Childhood Dreams
August 13, 2024
·
San Jose, CA
I always dreamt of reaching for the stars.
Earlier this week, I found a photo from 9 years ago—me proudly standing next to a refrigerator box turned spaceship, complete with marker-drawn controller panels and tinfoil windows. It was my first rocket to the stars. Now at 16, alone on the other side of the world, soon entering my senior year, I realized I couldn't even remember the last time I looked up at the night sky.
Those dreams we chased as a child, where did they go?
Why do we let go so easily? Our childhood dream. Becoming an astronaut. Teacher. Firefighter. Actor. A dream of becoming someone who you admired. Those dreams never disappear overnight—they faded slowly, replaced by things more "practical" and more "realistic". Our dreams were packed away with our old toys, gathering dust in the attic of our minds.
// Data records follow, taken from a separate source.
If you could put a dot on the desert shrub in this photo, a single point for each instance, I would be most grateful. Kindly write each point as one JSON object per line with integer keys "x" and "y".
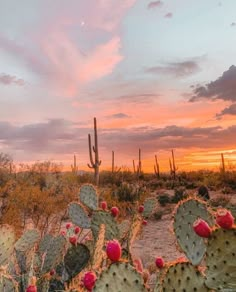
{"x": 180, "y": 194}
{"x": 227, "y": 190}
{"x": 164, "y": 199}
{"x": 157, "y": 215}
{"x": 128, "y": 192}
{"x": 220, "y": 200}
{"x": 203, "y": 192}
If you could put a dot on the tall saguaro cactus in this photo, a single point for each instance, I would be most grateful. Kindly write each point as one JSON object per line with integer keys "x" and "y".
{"x": 138, "y": 170}
{"x": 94, "y": 163}
{"x": 173, "y": 167}
{"x": 222, "y": 163}
{"x": 74, "y": 167}
{"x": 156, "y": 168}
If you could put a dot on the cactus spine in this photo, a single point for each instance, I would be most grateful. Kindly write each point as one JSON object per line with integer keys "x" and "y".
{"x": 94, "y": 163}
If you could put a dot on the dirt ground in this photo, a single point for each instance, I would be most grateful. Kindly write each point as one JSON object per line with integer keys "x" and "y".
{"x": 157, "y": 239}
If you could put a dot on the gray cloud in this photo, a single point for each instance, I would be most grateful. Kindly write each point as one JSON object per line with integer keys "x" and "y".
{"x": 169, "y": 15}
{"x": 9, "y": 79}
{"x": 64, "y": 137}
{"x": 231, "y": 110}
{"x": 155, "y": 4}
{"x": 222, "y": 88}
{"x": 177, "y": 69}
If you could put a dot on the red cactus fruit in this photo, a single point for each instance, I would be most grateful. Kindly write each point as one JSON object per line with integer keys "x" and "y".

We tell ourselves we're growing up. Being mature. Moving forward. But in between countless lab reports and extracurriculars, somewhere along the way, we forgot how to dream. The spark that once lit up our eyes when we were asked "What do you want to be?" dimmed to daunting questions about college majors and career paths.
We lost our north star.
But is that really the best way?
Maybe growing up isn't about letting go of dreams—instead about learning how to dream differently. Not smaller, just… different. Perhaps I won't end up an astronaut, but I'll still reach for my own stars nevertheless. Find something that makes our hearts race just like that cardboard spaceship did.
Let yourself dream again. Not the same dreams maybe, but dreams that are just as big, just as wild. In this one life we have, why spend it following someone else's map?
Find what makes your mind light up. Chase it with everything you've got. Take your dream and reach for the stars, no matter how far away they seem to be.
Those stars we chased never moved—we simply stopped looking up.